Замолкаю, наблюдая за Машиными эмоциями. Во взгляде растерянность и непонимание.

– А что случилось с сыном? И в смысле ушла? Бросила вас? Ушла к другому мужчине?

– Женю укусил клещ. Через пару дней после укуса он попал в больницу с высокой температурой. Несмотря на лечение, ему становилось хуже. Впал в кому на четыре месяца. И стал… совершенно другим. Не говорит, не двигается, самостоятельно не ест. И вряд ли когда-то станет прежним ребенком. За почти семь лет у него никаких видимых улучшений. И насколько мне известно – нет, других мужчин при мне у Кати не было. Она ушла, потому что… наверное, слабая. Не все справляются.

– Семь? А… сколько ему?

– Десять.

– Ты… рано стал папой. Это все не укладывается у меня в голове. Подожди, а где он живет?

– В хосписе.

– Когда я узнала, что у тебя есть сын, я думала, ты все это время проводил с ним, когда говорил, что работал. А ты… ты что правда столько работаешь?

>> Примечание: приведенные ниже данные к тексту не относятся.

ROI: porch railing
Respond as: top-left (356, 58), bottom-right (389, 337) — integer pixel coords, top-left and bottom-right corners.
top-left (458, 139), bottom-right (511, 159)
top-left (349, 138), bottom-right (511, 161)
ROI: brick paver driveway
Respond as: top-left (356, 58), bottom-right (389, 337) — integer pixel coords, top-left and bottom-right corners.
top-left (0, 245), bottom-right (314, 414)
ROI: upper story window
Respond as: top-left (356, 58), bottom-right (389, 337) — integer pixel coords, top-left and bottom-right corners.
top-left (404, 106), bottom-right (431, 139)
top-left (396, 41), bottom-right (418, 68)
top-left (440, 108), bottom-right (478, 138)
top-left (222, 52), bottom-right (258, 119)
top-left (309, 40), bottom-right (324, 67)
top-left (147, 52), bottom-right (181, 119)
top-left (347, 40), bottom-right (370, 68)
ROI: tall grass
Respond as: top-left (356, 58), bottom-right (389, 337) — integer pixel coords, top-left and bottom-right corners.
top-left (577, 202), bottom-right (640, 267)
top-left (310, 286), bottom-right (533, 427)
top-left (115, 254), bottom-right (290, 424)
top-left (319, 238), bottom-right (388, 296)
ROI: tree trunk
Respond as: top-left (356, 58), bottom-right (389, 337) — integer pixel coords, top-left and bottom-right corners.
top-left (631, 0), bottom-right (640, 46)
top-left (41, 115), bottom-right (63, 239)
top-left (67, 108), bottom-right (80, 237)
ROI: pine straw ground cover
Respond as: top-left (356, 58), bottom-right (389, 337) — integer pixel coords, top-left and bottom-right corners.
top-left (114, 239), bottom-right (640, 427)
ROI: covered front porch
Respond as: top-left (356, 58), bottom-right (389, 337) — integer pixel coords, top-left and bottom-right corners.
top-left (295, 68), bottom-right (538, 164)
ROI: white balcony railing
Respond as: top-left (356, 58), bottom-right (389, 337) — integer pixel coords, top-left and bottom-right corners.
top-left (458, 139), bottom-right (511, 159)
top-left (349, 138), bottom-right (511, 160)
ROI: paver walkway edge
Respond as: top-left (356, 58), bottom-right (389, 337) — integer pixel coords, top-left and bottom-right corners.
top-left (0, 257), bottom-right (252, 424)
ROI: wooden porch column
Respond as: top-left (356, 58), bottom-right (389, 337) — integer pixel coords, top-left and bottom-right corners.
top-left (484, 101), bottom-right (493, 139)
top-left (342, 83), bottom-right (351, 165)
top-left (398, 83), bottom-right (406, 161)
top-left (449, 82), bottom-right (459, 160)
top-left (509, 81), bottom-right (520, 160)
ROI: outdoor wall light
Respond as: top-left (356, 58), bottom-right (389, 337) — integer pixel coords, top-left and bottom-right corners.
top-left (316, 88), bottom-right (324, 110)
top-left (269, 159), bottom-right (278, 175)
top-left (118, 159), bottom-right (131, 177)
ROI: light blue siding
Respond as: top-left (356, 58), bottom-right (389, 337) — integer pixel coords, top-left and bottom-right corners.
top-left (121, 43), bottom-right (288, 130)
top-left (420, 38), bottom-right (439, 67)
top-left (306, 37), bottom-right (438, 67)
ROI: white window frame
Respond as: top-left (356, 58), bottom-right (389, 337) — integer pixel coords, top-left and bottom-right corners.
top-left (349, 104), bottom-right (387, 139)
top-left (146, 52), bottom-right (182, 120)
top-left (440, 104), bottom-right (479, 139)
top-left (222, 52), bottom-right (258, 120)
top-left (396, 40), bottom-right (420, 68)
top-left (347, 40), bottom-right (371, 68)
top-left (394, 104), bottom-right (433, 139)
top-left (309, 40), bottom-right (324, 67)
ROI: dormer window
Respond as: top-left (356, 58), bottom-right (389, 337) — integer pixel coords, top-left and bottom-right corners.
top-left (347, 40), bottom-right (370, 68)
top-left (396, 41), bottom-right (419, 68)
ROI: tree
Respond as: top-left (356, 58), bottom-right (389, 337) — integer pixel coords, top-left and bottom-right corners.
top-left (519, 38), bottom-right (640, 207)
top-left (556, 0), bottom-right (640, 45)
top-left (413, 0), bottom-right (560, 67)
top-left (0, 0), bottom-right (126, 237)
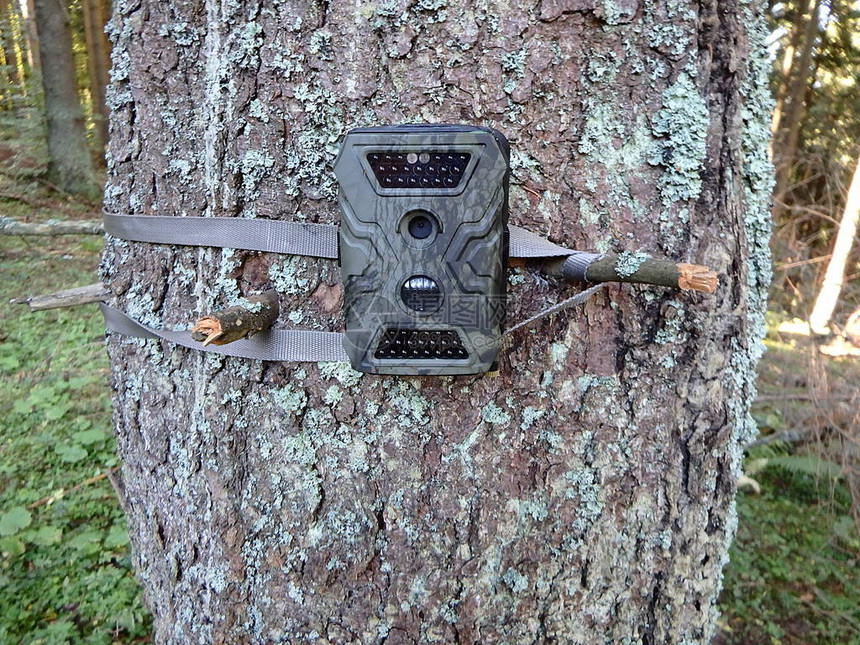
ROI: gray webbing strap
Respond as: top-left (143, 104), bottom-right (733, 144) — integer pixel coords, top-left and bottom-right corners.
top-left (104, 212), bottom-right (573, 258)
top-left (101, 212), bottom-right (603, 362)
top-left (101, 304), bottom-right (349, 363)
top-left (104, 213), bottom-right (337, 258)
top-left (502, 282), bottom-right (607, 336)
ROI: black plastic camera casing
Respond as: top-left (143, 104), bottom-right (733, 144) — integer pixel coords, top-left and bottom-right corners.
top-left (334, 124), bottom-right (510, 375)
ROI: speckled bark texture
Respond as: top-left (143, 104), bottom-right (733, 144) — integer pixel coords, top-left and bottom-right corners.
top-left (102, 0), bottom-right (770, 645)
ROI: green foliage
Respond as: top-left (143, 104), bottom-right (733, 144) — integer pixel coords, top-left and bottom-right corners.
top-left (720, 468), bottom-right (860, 645)
top-left (0, 231), bottom-right (150, 644)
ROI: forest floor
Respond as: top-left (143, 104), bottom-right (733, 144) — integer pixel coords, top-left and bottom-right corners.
top-left (0, 117), bottom-right (860, 645)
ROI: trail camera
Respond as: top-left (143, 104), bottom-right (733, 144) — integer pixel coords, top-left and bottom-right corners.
top-left (335, 125), bottom-right (510, 374)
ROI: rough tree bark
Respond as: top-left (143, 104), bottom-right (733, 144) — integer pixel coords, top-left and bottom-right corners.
top-left (35, 0), bottom-right (100, 199)
top-left (102, 0), bottom-right (771, 644)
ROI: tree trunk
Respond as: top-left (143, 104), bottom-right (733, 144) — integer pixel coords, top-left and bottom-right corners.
top-left (0, 0), bottom-right (26, 109)
top-left (81, 0), bottom-right (110, 153)
top-left (809, 150), bottom-right (860, 335)
top-left (35, 0), bottom-right (100, 199)
top-left (774, 0), bottom-right (821, 219)
top-left (20, 0), bottom-right (42, 75)
top-left (102, 0), bottom-right (772, 645)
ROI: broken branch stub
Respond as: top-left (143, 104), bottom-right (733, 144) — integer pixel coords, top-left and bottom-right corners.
top-left (191, 291), bottom-right (280, 347)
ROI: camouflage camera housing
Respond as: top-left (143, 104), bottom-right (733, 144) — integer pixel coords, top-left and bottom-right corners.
top-left (334, 125), bottom-right (510, 375)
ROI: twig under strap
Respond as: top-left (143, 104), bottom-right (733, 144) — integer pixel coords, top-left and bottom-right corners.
top-left (0, 217), bottom-right (105, 235)
top-left (11, 282), bottom-right (110, 311)
top-left (101, 304), bottom-right (349, 363)
top-left (191, 291), bottom-right (278, 347)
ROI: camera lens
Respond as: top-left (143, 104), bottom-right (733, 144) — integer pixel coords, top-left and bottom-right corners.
top-left (409, 215), bottom-right (433, 240)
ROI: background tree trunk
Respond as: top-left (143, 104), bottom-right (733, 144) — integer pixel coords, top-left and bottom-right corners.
top-left (35, 0), bottom-right (100, 199)
top-left (81, 0), bottom-right (110, 153)
top-left (774, 0), bottom-right (821, 219)
top-left (103, 0), bottom-right (771, 644)
top-left (809, 150), bottom-right (860, 334)
top-left (19, 0), bottom-right (42, 74)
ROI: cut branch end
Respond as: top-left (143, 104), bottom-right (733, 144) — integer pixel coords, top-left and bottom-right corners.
top-left (191, 291), bottom-right (279, 347)
top-left (678, 264), bottom-right (719, 293)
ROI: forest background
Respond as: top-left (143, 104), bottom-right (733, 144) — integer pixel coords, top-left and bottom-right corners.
top-left (0, 0), bottom-right (860, 644)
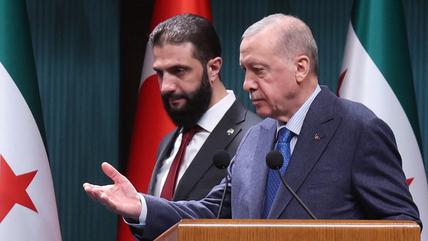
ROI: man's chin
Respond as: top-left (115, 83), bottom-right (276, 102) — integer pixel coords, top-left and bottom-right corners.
top-left (168, 98), bottom-right (187, 111)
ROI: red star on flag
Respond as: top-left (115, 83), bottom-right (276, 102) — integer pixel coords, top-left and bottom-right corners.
top-left (0, 154), bottom-right (37, 223)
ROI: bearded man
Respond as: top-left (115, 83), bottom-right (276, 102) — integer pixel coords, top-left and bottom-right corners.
top-left (144, 14), bottom-right (260, 200)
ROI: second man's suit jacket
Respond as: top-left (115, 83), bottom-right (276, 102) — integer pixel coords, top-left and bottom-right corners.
top-left (136, 88), bottom-right (421, 237)
top-left (149, 100), bottom-right (261, 201)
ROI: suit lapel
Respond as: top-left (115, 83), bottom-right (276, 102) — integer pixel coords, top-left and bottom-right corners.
top-left (174, 101), bottom-right (246, 200)
top-left (269, 90), bottom-right (341, 218)
top-left (149, 128), bottom-right (180, 195)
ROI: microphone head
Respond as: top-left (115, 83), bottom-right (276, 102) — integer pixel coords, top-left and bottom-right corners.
top-left (266, 151), bottom-right (284, 170)
top-left (213, 150), bottom-right (230, 169)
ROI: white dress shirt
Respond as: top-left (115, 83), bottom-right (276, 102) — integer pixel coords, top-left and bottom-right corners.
top-left (153, 90), bottom-right (236, 197)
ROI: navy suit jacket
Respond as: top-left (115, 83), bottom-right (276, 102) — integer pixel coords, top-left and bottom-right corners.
top-left (137, 87), bottom-right (421, 237)
top-left (149, 100), bottom-right (261, 201)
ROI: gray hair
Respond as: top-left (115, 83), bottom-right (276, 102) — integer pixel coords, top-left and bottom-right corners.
top-left (242, 13), bottom-right (318, 75)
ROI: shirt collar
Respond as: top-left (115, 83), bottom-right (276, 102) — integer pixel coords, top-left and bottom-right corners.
top-left (197, 90), bottom-right (236, 132)
top-left (276, 85), bottom-right (321, 136)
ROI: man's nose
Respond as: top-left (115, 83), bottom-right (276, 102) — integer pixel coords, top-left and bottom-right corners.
top-left (159, 73), bottom-right (176, 94)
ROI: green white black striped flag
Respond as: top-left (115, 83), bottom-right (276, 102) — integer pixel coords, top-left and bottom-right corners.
top-left (338, 0), bottom-right (428, 241)
top-left (0, 0), bottom-right (61, 241)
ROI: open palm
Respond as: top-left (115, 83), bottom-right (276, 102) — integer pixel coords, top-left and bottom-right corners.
top-left (83, 162), bottom-right (141, 220)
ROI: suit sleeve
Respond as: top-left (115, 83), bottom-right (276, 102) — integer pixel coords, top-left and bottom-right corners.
top-left (131, 168), bottom-right (230, 240)
top-left (352, 118), bottom-right (422, 227)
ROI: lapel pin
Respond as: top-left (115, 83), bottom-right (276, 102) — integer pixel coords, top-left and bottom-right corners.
top-left (314, 133), bottom-right (321, 141)
top-left (226, 128), bottom-right (235, 136)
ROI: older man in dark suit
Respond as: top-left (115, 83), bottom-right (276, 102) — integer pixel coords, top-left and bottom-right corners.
top-left (84, 14), bottom-right (421, 241)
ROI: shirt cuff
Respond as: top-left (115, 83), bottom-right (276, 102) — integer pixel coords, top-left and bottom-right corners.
top-left (123, 193), bottom-right (147, 229)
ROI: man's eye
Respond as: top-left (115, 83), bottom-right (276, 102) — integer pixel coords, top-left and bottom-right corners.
top-left (171, 68), bottom-right (186, 75)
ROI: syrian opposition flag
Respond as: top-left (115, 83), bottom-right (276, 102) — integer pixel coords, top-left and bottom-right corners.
top-left (117, 0), bottom-right (212, 241)
top-left (0, 0), bottom-right (61, 241)
top-left (338, 0), bottom-right (428, 241)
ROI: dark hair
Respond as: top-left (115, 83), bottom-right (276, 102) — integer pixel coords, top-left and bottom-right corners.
top-left (149, 14), bottom-right (221, 65)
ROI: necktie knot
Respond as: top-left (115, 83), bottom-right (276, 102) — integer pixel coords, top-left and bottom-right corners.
top-left (278, 127), bottom-right (294, 143)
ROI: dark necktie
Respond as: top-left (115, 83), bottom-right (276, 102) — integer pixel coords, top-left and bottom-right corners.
top-left (161, 126), bottom-right (200, 200)
top-left (263, 127), bottom-right (293, 218)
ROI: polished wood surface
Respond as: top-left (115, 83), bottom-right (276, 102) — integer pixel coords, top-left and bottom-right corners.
top-left (156, 219), bottom-right (420, 241)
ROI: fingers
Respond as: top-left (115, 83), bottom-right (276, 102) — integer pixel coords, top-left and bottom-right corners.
top-left (83, 183), bottom-right (106, 202)
top-left (101, 162), bottom-right (128, 183)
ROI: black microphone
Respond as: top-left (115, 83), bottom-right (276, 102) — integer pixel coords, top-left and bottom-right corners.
top-left (266, 151), bottom-right (317, 219)
top-left (213, 151), bottom-right (230, 219)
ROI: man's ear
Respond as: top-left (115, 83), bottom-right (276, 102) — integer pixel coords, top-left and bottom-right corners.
top-left (294, 55), bottom-right (311, 84)
top-left (207, 57), bottom-right (223, 83)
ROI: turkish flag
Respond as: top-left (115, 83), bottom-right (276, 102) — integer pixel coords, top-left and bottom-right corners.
top-left (117, 0), bottom-right (212, 241)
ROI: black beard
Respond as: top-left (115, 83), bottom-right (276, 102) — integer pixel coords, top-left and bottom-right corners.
top-left (162, 71), bottom-right (212, 129)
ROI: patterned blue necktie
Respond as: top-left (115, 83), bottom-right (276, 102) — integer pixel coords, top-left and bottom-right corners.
top-left (263, 127), bottom-right (294, 218)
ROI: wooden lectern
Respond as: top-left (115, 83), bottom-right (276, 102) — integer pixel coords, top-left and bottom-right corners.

– Нет. Я работаю уже очень мало. Половину своего времени я провожу с ним. Иногда ночую.

– Это и есть твое обязательство. А почему он живет не у тебя в квартире?

– Потому что мне так удобнее. Там у него есть все необходимое. Я не хочу превращать свой дом в больницу. И давай так, свое мнение о том, где он должен жить – оставь при себе.

– Все равно не понимаю, почему нельзя было рассказать мне об этом?

– Наверное, потому что больные дети, кроме собственных родителей, да и то не для всех, никому не нужны. Или ты хочешь сказать, что сейчас воспылаешь к незнакомому больного ребенку чувствами? Я не требую от тебя этого. Это даже глупо. Как и с моей стороны было глупо об этом не рассказать вовремя. Признаюсь. Хорошо, что еще твоей отец не успел хорошо обработать тебе мозги моим больным сыном. Тебе просто сложно представить, как это. И не надо.